From the controller's perspective, pseudonymized data are personal data. Recital 26 provides clarification — it states that "personal data which have undergone pseudonymisation, which could be attributed to a natural person by the use of additional information, should be considered to be information on an identifiable natural person (…) To determine whether a natural person is identifiable, account should be taken of all the means reasonably likely to be used (including singling out), either by the controller or by another person to identify the natural person directly or indirectly".
Two key aspects should be noted:
- the possibility of identifying a natural person
- the possibility of such identification by "the controller or another person"
In the case of pseudonymized data, the possibility of identifying a person always exists and, as a result, from the controller's perspective such information always constitutes personal data.
Data entrusted for processing may be pseudonymized or anonymized.
If data have been anonymized in such a way that even the controller will not be able to determine the identity of the data subjects, the matter is very straightforward — "the principles of data protection should therefore not apply to anonymous information, namely information which does not relate to an identified or identifiable natural person or to personal data rendered anonymous in such a manner that the data subject is not or no longer identifiable". As a result, a data processing agreement is not needed. In the case of entrusting processing of pseudonymized personal data, the matter is somewhat more complicated.
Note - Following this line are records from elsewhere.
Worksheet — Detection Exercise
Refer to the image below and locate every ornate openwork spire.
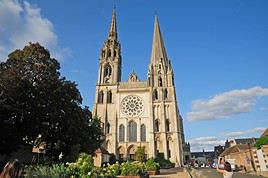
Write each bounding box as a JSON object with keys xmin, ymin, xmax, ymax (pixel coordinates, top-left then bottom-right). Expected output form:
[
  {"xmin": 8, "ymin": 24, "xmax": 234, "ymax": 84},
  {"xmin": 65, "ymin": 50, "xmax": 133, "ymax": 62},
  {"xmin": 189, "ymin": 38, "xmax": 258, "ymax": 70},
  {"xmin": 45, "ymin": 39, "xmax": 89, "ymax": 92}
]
[
  {"xmin": 151, "ymin": 15, "xmax": 168, "ymax": 65},
  {"xmin": 108, "ymin": 9, "xmax": 117, "ymax": 40}
]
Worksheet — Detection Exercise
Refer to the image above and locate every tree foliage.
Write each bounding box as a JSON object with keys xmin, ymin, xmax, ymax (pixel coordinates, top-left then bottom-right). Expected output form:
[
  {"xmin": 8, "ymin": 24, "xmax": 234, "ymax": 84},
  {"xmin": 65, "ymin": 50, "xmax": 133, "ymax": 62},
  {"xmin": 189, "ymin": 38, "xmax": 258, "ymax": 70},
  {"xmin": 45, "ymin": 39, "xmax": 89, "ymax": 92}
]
[
  {"xmin": 255, "ymin": 135, "xmax": 268, "ymax": 149},
  {"xmin": 0, "ymin": 43, "xmax": 103, "ymax": 159}
]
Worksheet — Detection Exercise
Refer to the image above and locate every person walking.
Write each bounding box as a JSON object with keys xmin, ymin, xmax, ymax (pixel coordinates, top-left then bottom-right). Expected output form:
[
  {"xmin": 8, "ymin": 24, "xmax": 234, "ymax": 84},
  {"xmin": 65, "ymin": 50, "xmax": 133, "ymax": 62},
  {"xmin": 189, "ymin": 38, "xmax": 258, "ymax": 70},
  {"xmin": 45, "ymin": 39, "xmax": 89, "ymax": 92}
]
[{"xmin": 217, "ymin": 158, "xmax": 233, "ymax": 178}]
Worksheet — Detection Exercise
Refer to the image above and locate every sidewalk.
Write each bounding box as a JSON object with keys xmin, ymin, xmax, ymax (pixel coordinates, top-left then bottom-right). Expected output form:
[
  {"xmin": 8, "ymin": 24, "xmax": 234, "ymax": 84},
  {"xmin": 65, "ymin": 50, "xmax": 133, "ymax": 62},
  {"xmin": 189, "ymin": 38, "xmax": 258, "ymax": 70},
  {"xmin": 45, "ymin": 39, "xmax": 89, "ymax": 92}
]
[{"xmin": 150, "ymin": 168, "xmax": 191, "ymax": 178}]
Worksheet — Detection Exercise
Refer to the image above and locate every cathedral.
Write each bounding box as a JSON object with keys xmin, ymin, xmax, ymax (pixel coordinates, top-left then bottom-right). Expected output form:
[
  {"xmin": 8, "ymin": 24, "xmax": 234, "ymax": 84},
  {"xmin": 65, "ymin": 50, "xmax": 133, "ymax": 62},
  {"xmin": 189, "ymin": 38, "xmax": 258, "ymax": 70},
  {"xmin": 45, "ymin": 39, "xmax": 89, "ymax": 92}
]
[{"xmin": 93, "ymin": 11, "xmax": 185, "ymax": 166}]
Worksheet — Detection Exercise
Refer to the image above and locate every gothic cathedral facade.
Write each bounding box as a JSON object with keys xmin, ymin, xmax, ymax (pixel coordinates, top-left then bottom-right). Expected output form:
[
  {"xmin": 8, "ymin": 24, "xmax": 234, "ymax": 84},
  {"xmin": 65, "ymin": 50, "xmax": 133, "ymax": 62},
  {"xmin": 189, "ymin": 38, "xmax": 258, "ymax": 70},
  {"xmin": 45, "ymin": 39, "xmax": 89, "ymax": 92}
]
[{"xmin": 93, "ymin": 11, "xmax": 185, "ymax": 165}]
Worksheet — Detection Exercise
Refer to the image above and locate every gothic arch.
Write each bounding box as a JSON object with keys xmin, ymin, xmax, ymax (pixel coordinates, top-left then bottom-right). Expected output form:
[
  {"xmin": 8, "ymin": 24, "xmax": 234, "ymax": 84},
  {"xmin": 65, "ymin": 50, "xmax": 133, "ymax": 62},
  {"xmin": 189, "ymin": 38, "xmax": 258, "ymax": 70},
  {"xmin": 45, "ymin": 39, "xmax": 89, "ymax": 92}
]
[
  {"xmin": 164, "ymin": 88, "xmax": 168, "ymax": 99},
  {"xmin": 119, "ymin": 124, "xmax": 125, "ymax": 142},
  {"xmin": 140, "ymin": 124, "xmax": 146, "ymax": 142},
  {"xmin": 106, "ymin": 140, "xmax": 112, "ymax": 152},
  {"xmin": 166, "ymin": 119, "xmax": 170, "ymax": 132},
  {"xmin": 104, "ymin": 63, "xmax": 112, "ymax": 77},
  {"xmin": 154, "ymin": 119, "xmax": 160, "ymax": 132},
  {"xmin": 106, "ymin": 122, "xmax": 111, "ymax": 134},
  {"xmin": 98, "ymin": 90, "xmax": 104, "ymax": 103},
  {"xmin": 107, "ymin": 90, "xmax": 113, "ymax": 103},
  {"xmin": 158, "ymin": 77, "xmax": 163, "ymax": 87},
  {"xmin": 154, "ymin": 89, "xmax": 158, "ymax": 100},
  {"xmin": 128, "ymin": 120, "xmax": 137, "ymax": 142}
]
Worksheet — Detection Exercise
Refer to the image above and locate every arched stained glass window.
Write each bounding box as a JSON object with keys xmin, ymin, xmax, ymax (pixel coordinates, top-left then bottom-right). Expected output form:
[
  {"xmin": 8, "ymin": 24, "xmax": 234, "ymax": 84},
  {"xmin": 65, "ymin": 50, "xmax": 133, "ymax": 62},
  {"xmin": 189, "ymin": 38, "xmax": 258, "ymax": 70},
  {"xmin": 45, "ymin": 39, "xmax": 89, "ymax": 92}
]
[
  {"xmin": 154, "ymin": 89, "xmax": 158, "ymax": 100},
  {"xmin": 166, "ymin": 119, "xmax": 170, "ymax": 132},
  {"xmin": 106, "ymin": 123, "xmax": 111, "ymax": 134},
  {"xmin": 164, "ymin": 89, "xmax": 168, "ymax": 99},
  {"xmin": 158, "ymin": 77, "xmax": 163, "ymax": 87},
  {"xmin": 141, "ymin": 124, "xmax": 146, "ymax": 142},
  {"xmin": 128, "ymin": 121, "xmax": 137, "ymax": 142},
  {"xmin": 119, "ymin": 124, "xmax": 125, "ymax": 142},
  {"xmin": 98, "ymin": 91, "xmax": 103, "ymax": 103},
  {"xmin": 155, "ymin": 120, "xmax": 159, "ymax": 132}
]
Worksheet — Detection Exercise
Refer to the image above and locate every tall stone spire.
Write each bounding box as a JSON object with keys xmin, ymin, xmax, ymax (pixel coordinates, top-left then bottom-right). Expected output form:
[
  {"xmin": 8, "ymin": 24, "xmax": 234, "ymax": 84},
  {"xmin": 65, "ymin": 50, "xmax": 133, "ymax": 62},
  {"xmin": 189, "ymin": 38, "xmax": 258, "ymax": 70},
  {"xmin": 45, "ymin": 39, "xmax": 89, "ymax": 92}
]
[
  {"xmin": 108, "ymin": 9, "xmax": 117, "ymax": 40},
  {"xmin": 151, "ymin": 16, "xmax": 168, "ymax": 66}
]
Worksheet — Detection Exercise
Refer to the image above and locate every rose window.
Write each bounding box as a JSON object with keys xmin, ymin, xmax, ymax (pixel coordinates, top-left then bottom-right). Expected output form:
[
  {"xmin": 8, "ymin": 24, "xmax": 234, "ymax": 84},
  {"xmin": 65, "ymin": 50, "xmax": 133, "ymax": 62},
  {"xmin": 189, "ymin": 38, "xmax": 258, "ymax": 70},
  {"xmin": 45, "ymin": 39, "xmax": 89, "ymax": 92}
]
[{"xmin": 121, "ymin": 95, "xmax": 144, "ymax": 117}]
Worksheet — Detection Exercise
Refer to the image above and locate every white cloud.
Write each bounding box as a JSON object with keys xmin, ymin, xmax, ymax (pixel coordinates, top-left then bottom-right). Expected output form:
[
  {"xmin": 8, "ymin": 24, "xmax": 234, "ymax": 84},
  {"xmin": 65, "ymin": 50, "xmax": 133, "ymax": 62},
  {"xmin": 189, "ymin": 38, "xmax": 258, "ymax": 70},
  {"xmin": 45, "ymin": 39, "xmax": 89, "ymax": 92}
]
[
  {"xmin": 189, "ymin": 137, "xmax": 225, "ymax": 152},
  {"xmin": 224, "ymin": 127, "xmax": 266, "ymax": 138},
  {"xmin": 187, "ymin": 86, "xmax": 268, "ymax": 121},
  {"xmin": 0, "ymin": 0, "xmax": 70, "ymax": 61}
]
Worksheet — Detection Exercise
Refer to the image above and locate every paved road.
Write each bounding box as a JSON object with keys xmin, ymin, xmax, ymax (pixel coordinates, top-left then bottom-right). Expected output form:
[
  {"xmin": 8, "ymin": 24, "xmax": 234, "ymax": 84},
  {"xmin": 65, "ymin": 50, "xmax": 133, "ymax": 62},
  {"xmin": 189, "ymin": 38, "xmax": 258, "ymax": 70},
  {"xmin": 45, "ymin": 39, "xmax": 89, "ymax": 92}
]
[
  {"xmin": 150, "ymin": 167, "xmax": 190, "ymax": 178},
  {"xmin": 194, "ymin": 168, "xmax": 261, "ymax": 178}
]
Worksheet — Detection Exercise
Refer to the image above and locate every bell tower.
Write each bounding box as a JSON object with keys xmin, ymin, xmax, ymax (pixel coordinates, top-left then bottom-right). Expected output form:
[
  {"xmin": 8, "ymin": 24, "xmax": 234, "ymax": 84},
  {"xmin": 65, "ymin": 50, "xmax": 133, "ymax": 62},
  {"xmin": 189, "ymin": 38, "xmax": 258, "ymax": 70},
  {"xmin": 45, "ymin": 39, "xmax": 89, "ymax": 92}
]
[
  {"xmin": 98, "ymin": 10, "xmax": 121, "ymax": 85},
  {"xmin": 148, "ymin": 16, "xmax": 184, "ymax": 165}
]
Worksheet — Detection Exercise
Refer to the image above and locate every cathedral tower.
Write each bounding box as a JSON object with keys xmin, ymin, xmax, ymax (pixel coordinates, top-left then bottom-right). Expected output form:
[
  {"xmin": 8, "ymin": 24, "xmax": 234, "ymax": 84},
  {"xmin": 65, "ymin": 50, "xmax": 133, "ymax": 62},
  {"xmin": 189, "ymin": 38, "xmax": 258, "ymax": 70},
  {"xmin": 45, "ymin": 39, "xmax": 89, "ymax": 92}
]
[
  {"xmin": 148, "ymin": 16, "xmax": 184, "ymax": 162},
  {"xmin": 98, "ymin": 11, "xmax": 121, "ymax": 85},
  {"xmin": 93, "ymin": 11, "xmax": 184, "ymax": 165}
]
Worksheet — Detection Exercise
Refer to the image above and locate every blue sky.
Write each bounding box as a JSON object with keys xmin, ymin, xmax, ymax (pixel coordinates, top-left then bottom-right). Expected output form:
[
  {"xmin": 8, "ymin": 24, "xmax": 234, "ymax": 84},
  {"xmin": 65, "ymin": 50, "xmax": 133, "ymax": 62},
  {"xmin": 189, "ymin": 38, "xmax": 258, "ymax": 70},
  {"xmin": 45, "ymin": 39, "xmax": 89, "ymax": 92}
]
[{"xmin": 0, "ymin": 0, "xmax": 268, "ymax": 151}]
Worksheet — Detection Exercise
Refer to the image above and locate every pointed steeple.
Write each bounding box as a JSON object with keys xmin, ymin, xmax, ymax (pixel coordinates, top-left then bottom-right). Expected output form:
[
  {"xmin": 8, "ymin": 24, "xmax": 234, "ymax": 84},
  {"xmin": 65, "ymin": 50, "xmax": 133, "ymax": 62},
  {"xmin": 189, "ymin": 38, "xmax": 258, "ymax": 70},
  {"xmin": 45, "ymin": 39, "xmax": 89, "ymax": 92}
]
[
  {"xmin": 151, "ymin": 15, "xmax": 168, "ymax": 65},
  {"xmin": 108, "ymin": 8, "xmax": 117, "ymax": 40}
]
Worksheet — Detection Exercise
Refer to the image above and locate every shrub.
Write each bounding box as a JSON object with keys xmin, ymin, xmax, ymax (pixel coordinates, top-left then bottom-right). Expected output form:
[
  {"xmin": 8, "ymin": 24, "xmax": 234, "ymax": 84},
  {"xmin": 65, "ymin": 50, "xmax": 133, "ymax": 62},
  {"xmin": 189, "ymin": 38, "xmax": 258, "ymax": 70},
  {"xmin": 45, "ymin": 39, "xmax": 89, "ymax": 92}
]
[
  {"xmin": 135, "ymin": 146, "xmax": 146, "ymax": 162},
  {"xmin": 67, "ymin": 153, "xmax": 94, "ymax": 178},
  {"xmin": 145, "ymin": 159, "xmax": 160, "ymax": 171},
  {"xmin": 121, "ymin": 161, "xmax": 144, "ymax": 176},
  {"xmin": 154, "ymin": 153, "xmax": 175, "ymax": 169},
  {"xmin": 25, "ymin": 164, "xmax": 68, "ymax": 178}
]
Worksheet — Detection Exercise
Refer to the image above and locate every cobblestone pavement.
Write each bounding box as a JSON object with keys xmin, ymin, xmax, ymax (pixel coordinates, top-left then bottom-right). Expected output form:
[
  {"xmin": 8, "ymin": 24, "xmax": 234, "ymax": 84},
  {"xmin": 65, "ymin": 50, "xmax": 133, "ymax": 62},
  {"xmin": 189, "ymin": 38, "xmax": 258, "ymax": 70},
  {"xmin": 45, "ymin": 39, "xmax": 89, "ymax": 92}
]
[
  {"xmin": 150, "ymin": 168, "xmax": 191, "ymax": 178},
  {"xmin": 192, "ymin": 168, "xmax": 262, "ymax": 178}
]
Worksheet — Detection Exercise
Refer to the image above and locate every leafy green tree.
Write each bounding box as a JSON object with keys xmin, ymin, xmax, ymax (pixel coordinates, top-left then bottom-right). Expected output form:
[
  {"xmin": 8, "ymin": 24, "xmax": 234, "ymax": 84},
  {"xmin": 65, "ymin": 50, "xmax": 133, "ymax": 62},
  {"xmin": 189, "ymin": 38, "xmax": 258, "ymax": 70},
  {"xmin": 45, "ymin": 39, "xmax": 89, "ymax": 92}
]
[
  {"xmin": 0, "ymin": 43, "xmax": 103, "ymax": 160},
  {"xmin": 255, "ymin": 135, "xmax": 268, "ymax": 149}
]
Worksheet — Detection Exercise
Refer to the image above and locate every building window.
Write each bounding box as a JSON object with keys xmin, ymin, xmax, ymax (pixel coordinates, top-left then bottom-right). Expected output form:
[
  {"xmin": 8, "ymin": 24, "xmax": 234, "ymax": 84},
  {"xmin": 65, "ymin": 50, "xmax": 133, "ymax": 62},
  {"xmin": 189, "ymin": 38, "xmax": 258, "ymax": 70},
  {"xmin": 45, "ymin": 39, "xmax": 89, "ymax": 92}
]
[
  {"xmin": 107, "ymin": 90, "xmax": 112, "ymax": 103},
  {"xmin": 167, "ymin": 140, "xmax": 171, "ymax": 158},
  {"xmin": 166, "ymin": 119, "xmax": 170, "ymax": 132},
  {"xmin": 158, "ymin": 77, "xmax": 163, "ymax": 87},
  {"xmin": 128, "ymin": 121, "xmax": 137, "ymax": 142},
  {"xmin": 164, "ymin": 88, "xmax": 168, "ymax": 99},
  {"xmin": 155, "ymin": 120, "xmax": 159, "ymax": 132},
  {"xmin": 154, "ymin": 89, "xmax": 158, "ymax": 100},
  {"xmin": 98, "ymin": 91, "xmax": 103, "ymax": 103},
  {"xmin": 104, "ymin": 64, "xmax": 112, "ymax": 77},
  {"xmin": 141, "ymin": 124, "xmax": 146, "ymax": 142},
  {"xmin": 119, "ymin": 124, "xmax": 125, "ymax": 142},
  {"xmin": 106, "ymin": 122, "xmax": 111, "ymax": 134}
]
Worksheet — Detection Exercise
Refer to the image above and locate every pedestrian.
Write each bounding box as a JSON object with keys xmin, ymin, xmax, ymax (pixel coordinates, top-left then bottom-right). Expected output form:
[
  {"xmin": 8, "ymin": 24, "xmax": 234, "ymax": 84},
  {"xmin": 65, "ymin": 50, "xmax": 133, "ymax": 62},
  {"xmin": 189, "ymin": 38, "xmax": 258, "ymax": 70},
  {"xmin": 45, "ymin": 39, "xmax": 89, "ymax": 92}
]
[
  {"xmin": 217, "ymin": 158, "xmax": 233, "ymax": 178},
  {"xmin": 0, "ymin": 159, "xmax": 23, "ymax": 178}
]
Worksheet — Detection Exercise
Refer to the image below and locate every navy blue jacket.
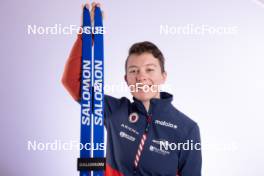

It might seem that whether a data processing agreement should be concluded should be based on a risk analysis of the possibility of re-identification by the processor and that, if it is ensured that neither the processor nor any other party will be able to re-identify a person, the absence of entrustment of processing could be considered. However, when entrusting pseudonymized personal data for processing to another entity, it is necessary to ensure that the rights and freedoms of data subjects are not infringed — for example, that such data are not disclosed to other entities, are not combined with other data, are processed fairly, and that their accuracy and currency are maintained, etc. The simplest way to ensure this is to conclude a data processing agreement. Hence the position of supervisory authorities, which hold that every commission of processing on behalf of a controller, even if personal data are pseudonymized, should involve concluding a data processing agreement.